Am vergangenen Sonntag besuchte ich die Open Mind um zusammen mit Marco Herack einen Vortrag über das Thema „Hypes“ zu halten. Die Folien zum Vortrag könnt ihr als PDF dowloaden.

Wir hatten einen fulminanten Einstieg geplant – natürlich mit einem Video, das alle mitreißt und die Herzen öffnet. Der Sound allerdings war nicht darauf ausgerichtet. Das Internet bietet uns nun jedoch die Chance, diesen fulminanten Einstieg nachzuholen und ich möchte euch bitten, eine möglichst gute Soundumgebung zu schaffen, euch von Ablenkungen aller Art zu befreien und das folgende Video zu genießen:

[youtube http://www.youtube.com/watch?v=SsV2O4fCgjk]

Und nun viel Spaß mit unserem Vortrag. Er dauert 52:43 min inkusive einer sehr guten und produktiven Diskussion.

[youtube http://www.youtube.com/watch?v=-F9AKkXJrZs]

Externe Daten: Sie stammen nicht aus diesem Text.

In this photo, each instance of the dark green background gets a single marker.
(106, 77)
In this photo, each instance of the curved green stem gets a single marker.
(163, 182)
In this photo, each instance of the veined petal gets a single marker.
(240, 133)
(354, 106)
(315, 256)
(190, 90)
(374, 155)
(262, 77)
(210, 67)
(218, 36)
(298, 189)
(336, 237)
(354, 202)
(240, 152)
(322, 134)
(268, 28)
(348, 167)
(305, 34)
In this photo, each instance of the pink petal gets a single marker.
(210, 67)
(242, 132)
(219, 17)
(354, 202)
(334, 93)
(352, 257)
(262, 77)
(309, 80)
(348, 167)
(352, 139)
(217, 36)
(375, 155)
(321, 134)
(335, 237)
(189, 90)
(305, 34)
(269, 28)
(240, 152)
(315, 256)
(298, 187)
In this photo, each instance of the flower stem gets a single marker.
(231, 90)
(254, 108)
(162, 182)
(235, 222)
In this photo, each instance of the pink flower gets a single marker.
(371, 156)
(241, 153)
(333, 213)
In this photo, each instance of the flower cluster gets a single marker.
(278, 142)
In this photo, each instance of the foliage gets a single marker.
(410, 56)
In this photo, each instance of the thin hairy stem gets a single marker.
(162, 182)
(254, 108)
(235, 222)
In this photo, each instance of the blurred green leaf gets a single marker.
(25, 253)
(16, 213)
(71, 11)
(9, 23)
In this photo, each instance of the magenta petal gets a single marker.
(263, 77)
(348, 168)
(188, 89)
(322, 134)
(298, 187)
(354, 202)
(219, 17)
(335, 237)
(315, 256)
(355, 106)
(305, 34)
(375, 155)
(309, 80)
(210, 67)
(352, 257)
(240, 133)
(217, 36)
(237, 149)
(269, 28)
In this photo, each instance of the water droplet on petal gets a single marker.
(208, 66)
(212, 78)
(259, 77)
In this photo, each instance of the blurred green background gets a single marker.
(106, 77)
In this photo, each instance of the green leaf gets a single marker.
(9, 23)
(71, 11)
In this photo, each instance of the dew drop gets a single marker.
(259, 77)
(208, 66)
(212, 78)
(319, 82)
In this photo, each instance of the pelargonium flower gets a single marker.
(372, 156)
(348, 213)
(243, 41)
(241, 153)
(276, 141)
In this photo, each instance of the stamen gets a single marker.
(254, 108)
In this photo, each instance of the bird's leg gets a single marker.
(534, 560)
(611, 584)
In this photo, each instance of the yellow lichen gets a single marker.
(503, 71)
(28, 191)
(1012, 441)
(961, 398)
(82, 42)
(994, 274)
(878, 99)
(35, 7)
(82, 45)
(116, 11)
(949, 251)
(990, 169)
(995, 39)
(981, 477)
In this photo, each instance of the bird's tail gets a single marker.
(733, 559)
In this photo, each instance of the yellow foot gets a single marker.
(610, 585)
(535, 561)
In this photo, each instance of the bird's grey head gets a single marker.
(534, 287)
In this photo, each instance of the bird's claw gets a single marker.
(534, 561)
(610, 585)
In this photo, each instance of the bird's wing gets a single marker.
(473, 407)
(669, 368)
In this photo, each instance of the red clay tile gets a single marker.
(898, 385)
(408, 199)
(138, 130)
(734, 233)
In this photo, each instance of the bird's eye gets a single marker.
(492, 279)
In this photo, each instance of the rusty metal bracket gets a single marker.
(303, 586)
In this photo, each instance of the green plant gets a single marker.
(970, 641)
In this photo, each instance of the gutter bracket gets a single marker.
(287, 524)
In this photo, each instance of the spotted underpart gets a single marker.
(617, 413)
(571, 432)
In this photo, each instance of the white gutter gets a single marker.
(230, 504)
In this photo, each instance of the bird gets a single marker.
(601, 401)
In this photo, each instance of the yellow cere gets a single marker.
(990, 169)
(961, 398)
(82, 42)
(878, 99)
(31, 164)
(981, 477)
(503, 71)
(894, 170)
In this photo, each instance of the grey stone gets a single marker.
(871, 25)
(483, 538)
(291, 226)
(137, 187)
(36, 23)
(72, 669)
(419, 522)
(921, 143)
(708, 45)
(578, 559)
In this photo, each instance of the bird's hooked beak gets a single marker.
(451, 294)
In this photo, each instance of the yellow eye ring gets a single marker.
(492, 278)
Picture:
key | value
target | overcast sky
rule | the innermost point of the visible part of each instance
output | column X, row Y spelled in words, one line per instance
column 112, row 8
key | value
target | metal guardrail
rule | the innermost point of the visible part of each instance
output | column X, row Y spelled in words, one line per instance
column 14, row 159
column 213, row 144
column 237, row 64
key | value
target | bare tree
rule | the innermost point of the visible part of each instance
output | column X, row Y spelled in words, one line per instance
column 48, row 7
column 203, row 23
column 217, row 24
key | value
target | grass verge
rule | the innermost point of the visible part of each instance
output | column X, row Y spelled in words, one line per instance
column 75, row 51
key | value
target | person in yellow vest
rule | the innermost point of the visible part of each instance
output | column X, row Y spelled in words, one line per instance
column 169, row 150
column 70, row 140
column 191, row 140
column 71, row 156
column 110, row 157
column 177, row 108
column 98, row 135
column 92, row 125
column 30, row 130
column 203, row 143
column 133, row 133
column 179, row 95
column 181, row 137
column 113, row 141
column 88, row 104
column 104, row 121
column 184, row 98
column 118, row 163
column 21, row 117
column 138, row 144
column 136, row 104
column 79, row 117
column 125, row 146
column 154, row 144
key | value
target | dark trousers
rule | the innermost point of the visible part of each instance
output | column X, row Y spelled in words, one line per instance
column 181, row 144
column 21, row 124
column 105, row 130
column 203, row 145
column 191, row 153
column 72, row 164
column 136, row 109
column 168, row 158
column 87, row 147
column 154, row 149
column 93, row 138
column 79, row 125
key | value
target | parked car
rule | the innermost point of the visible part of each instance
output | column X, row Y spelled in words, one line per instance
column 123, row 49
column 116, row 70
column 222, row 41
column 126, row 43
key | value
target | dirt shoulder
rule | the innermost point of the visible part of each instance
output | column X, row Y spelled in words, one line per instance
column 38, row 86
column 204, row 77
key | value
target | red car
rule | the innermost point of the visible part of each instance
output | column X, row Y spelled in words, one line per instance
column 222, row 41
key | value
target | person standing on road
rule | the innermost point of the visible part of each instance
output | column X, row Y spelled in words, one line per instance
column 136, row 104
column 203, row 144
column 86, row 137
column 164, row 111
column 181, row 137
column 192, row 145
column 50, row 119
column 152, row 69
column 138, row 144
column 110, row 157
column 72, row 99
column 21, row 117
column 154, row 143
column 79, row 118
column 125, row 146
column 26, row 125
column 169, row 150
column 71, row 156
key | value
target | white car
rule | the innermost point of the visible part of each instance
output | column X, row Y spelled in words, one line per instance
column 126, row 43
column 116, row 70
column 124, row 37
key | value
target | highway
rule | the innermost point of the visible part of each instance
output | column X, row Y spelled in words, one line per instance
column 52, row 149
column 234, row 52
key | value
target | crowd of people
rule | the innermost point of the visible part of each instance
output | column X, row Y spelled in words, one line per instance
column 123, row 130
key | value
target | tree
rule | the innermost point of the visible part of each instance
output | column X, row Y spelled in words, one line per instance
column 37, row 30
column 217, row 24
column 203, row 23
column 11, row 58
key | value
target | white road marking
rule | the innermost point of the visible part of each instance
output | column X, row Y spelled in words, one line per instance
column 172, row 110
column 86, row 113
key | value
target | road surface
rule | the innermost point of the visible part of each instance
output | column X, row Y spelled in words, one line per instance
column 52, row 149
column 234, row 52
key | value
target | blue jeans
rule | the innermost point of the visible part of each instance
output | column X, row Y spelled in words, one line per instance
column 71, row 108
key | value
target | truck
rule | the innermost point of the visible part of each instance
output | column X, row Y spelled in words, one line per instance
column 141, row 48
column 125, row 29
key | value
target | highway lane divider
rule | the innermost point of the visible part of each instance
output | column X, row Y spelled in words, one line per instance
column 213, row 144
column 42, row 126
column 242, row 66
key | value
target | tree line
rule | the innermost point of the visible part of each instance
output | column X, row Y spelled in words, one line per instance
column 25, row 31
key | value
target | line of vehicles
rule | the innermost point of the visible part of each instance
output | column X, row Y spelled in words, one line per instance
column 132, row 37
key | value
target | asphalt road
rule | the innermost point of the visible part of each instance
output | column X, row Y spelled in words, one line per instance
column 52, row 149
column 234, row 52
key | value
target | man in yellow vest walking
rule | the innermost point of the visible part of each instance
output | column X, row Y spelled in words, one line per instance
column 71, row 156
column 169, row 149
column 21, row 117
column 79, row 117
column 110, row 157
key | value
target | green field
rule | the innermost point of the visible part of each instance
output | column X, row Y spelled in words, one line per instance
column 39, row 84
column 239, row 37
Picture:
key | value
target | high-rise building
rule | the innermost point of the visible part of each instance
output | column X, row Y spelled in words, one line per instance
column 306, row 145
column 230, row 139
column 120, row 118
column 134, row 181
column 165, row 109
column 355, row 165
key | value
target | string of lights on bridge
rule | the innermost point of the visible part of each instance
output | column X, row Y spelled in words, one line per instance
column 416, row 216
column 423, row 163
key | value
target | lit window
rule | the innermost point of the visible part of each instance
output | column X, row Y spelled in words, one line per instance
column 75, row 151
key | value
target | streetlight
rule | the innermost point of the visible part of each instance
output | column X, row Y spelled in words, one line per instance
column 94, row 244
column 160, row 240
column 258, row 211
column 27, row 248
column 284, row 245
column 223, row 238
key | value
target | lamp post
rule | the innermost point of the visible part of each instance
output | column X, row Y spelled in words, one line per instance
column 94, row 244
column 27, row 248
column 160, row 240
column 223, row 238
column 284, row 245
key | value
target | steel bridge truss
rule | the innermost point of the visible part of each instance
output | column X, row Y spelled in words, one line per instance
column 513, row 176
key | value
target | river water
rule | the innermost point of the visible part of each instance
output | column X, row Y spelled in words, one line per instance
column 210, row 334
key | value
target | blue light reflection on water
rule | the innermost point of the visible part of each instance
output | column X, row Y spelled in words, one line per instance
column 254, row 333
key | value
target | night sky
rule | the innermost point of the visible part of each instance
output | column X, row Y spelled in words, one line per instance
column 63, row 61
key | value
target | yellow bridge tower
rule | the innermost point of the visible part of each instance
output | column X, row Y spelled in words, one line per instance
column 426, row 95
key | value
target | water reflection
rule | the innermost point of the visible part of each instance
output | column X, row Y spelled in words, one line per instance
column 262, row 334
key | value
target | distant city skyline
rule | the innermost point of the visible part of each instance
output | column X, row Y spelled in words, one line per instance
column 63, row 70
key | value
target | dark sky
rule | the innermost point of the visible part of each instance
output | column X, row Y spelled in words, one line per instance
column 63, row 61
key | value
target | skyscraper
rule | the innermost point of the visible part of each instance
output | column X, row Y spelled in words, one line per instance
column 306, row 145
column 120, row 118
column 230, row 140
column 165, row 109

Stichworte in der Reihenfolge ihrer Erwähnung:

– Zerrbild: Lemminge stürzen sich gar nicht in den Tod. Egal.
– Marco Heracks Blog: goowell.de
– Obama; Yes we Can
– Konrad Lorenz: Verhaltensbiologie der Aggression und der Begeisterung
– #sbsm: Was bezeichnet der Begriff „Echokammer“?
– Wikipedia: Konformitätsexperiment von Asch.
– Wikipedia: Theorie der Schweigespirale von Elisabeth Noelle-Neumann
– Wikipedia: Das Aktionspotential einer Nervenzelle
– der Aktienkurs von VW um die geplante Porsche-Übernahme herum hat eine ähnliche Kurve wie das Aktionspotential
– die Piraten und ihre Gates… von Hype zu Hype und inhaltlich im schneckentempo hinterher
– Twitter: Grace Dent – How to leave twitter.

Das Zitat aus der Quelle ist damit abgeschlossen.